Deploying an ML Model
A short tutorial on building a sentiment analysis model and deploying it as a REST API with Beam
Define the environment
The first thing we’ll do is define the environment that our app will run on. For this example, we’re building a Sentiment Analysis model using Huggingface.
First, create a file with your Beam App definition. You can name this whatever
you want. In this example, we’ll call it app.py
.
import beam
app = beam.App(
name="sentiment-analysis-app",
cpu=4,
memory="4Gi",
gpu=0,
python_version="python3.8",
python_packages=["transformers", "torch", "numpy"],
)
Invoking the Huggingface Model
Now, we’ll write some code to predict the sentiment of a given text prompt.
Create a new file. Again, you can name this whatever you want. We’ll name ours
inference.py
Our function takes keyword arguments, as (**inputs)
.
from transformers import pipeline
def predict_sentiment(**inputs):
model = pipeline(
"sentiment-analysis", model="siebert/sentiment-roberta-large-english"
)
result = model(inputs["text"], truncation=True, top_k=1)
prediction = {i["label"]: i["score"] for i in result}
print(prediction)
return {"prediction": prediction}
Setting a REST API Trigger
To deploy the API, we’ll create a REST API Trigger in our app.py
.
Our trigger requires three things:
-
Inputs - the name and type of all inputs to the API
-
Outputs - the name and type of all outputs returned from the API
-
Handler - the file and function to be invoked when the API is called
Add the following lines to your app.py
file:
app.Trigger.RestAPI(
inputs={"text": beam.Types.String()},
outputs={"prediction": beam.Types.String()},
handler="inference.py:predict_sentiment",
)
(Optional) Caching Model on Disk
For performance reasons, you want to store the model on disk rather than downloading it from HuggingFace for each request.

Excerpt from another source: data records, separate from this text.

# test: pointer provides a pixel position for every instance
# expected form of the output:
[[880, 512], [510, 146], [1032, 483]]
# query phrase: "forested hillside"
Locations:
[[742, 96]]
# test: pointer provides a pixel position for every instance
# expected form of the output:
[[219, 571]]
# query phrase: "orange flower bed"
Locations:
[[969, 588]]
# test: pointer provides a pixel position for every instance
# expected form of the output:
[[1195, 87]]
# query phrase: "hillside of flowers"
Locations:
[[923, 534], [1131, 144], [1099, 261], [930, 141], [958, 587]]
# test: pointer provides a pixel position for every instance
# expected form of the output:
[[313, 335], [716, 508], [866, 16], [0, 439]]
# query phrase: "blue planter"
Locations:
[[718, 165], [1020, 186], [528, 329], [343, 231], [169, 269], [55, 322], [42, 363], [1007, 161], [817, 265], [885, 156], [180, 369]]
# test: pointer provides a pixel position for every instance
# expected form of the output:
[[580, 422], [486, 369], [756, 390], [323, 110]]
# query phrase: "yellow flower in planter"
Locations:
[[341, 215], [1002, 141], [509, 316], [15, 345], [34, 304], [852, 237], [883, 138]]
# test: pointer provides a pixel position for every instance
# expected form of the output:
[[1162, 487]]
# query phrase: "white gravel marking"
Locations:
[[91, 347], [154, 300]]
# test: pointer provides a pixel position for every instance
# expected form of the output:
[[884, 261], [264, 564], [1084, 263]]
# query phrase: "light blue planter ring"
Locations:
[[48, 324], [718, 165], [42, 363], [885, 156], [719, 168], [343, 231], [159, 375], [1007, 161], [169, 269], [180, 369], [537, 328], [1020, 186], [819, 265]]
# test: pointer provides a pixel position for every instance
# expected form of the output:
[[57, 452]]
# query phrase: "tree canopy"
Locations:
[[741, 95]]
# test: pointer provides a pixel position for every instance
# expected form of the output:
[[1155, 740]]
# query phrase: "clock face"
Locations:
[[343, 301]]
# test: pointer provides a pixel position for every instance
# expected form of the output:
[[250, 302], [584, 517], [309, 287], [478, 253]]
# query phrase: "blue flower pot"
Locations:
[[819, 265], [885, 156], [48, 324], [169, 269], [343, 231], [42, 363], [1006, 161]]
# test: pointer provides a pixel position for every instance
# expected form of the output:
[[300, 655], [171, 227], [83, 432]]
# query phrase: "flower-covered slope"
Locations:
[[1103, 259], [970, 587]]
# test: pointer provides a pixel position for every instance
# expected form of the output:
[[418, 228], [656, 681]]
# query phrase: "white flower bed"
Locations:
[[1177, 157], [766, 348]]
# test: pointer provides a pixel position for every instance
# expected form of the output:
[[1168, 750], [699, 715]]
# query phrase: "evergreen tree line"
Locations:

Create a Persistent Volume to store the model weights.
Add the following lines to your app.py
:
app.Mount.PersistentVolume(app_path="./cached_models", name="cached_model")
os.environ["TRANSFORMERS_CACHE"] = "/workspace/cached_models"
The complete app.py
file will look like this:
import os
import beam
app = beam.App(
name="sentiment-analysis",
cpu=4,
memory="4Gi",
gpu=0,
python_version="python3.9",
python_packages=["transformers", "torch"],
)
app.Trigger.RestAPI(
inputs={"text": beam.Types.String()},
outputs={"prediction": beam.Types.String()},
handler="inference.py:predict_sentiment",
)
app.Mount.PersistentVolume(app_path="./cached_models", name="cached_model")
os.environ["TRANSFORMERS_CACHE"] = "/workspace/cached_models"
Deploying the app
To deploy the model, enter your terminal and cd
to the directory you’re
working on.
Then, run the following:
beam deploy app.py
Once you deploy, you’ll see the following console output:
At the bottom of the console, you’ll see a URL for invoking your function. Here’s what a cURL request would look like:
curl -X POST --compressed "https://beam.slai.io/kajru" \
-H 'Accept: */*' \
-H 'Accept-Encoding: gzip, deflate' \
-H 'Authorization: Basic YWJmNWVhYjhjY2VkZTQ3ZDJmZWU4NTYyNTliYWU3NDA6ZTE0ZTE0MTY0M2NmYzkxNDdkMDM1MzZkNDdjYzRkMGI=' \
-H 'Connection: keep-alive' \
-H 'Content-Type: application/json' \
-d '{"text": "If we override the bandwidth, we can get to the SMTP capacitor through the cross-platform RSS alarm!"}'
The requests are authenticated with basic auth. Your username is your ClientID, and password is your Client Secret.
Congrats - you just deployed your first function on Beam!